Говоря о маске, Тудораке имел в виду не столько свою внешность, ставшую притчей во языцех, сколько печальную истину: из-за этой самой физиономии его никогда не привлекали к серьезным, ответственным операциям. Разве можно брать на опасное дело человека, физиономия которого известна всему городу?

— Почему не проходите, дорогой товарищ, не говорите, чем угощать? — обратился Тудораке к Волоху. — Немножко, правда, не ко времени, и все же…

— В какой столовой ты работаешь, не в обиду будь сказано? От табачной фабрики не очень далеко? — спросил кто-то из глубины подвала.

— Бросай, Хобоцел, салонные штучки! — вмешался Кику, усаживаясь на виду у всех. Под сиденье он приспособил кучу дырявых мешков и старых спецовок. — Собрались мы совсем по другому делу, так что долой буржуазные замашки!

— Все ясно, уважаемый, — подхватил Хобоцел, — только какие ж это буржуазные замашки — подавать людям еду? Не обладая твоими организаторскими способностями, ни на что другое не могу претендовать. Только одно: чего изволите? — Он широко раскрыл руки и, под смех товарищей, стал наступать на Илие.

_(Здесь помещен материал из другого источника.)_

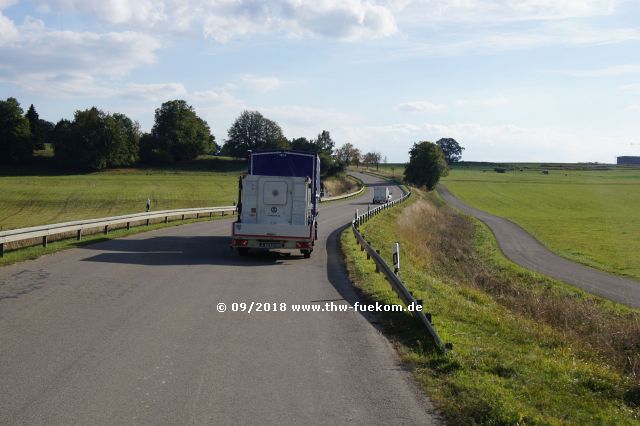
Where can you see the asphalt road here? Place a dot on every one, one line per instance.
(522, 248)
(127, 332)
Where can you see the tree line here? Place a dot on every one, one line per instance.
(95, 140)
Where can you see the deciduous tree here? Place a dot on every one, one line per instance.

— Ладно, ладно, — ухмыльнулся тот, — жрать им подавай, зато во всем другом… сам знаешь! Ну, хватит, хватит, — он все-таки опасался, как бы не перейти границы в этом дурашливом разговоре. — Как видите, налицо наш ответственный… Так что приступим. — Он обратился к Волоху: — Короче говоря, группа хотела бы знать, как обстоят дела, хотя бы в общих чертах. И какие действия предпринимаешь ты как ответственный…

Наступила долгая, напряженная тишина.

— Что правда, то правда, — проговорил, к удивлению прочих, Гаврилэ: он был из молчунов, почти никогда не брал слово. — Насчет обстановки… а также будущих планов… требуется ясность.

Волох глубоко втянул в грудь воздух, готовясь к выступлению. Он отлично знал, что от него хотят услышать. Уже по взглядам, какие бросали на него, было понятно: он остался для них тем же, кем был до сих пор.

По-видимому, группа затем и была созвана, чтоб еще раз сказать ему об этом.

Он стал говорить, начав с просьбы: пусть они и в дальнейшем не отказывают ему в доверни. Наступает пора решительных действий, ему дали понять это товарищи из Кишинева, поэтому сейчас, как никогда, следует быть бдительными…

Вновь наступила короткая пауза, затем снова заговорил тот же Гаврилэ, странный, неповоротливый увалень с удивительно спокойными, безмятежными глазами.

— Я работаю, как известно, на весах, — начал он, заметно смущаясь, — потому хорошо знаю и то, сколько весит слово. Так давайте же взвесим смысл, который стоит за словами: одну мысль — одной гирей, другую — второй. Тогда сразу будет видно, какая больше тянет… А у нас тут что-то не все ясно… Вот, например, Илие Кику. Хороший парень, давно мне нравится, только б еще женился — по-моему, пора. Правда, семейная жизнь тоже нелегкая штука… Или Волох. Что касается меня, если уж зашел разговор, то я полностью ему доверяю и всегда, чем смогу, поддержу. Мастерская, прямо говоря, целиком у меня в руках. Не знаю, какую пользу могут принести весы, но есть еще велосипеды, примуса. В общем, если что потребуется, всегда смогу достать… Что еще? А вот что: я — семейный человек, отец двоих детей, никуда от этого не денешься…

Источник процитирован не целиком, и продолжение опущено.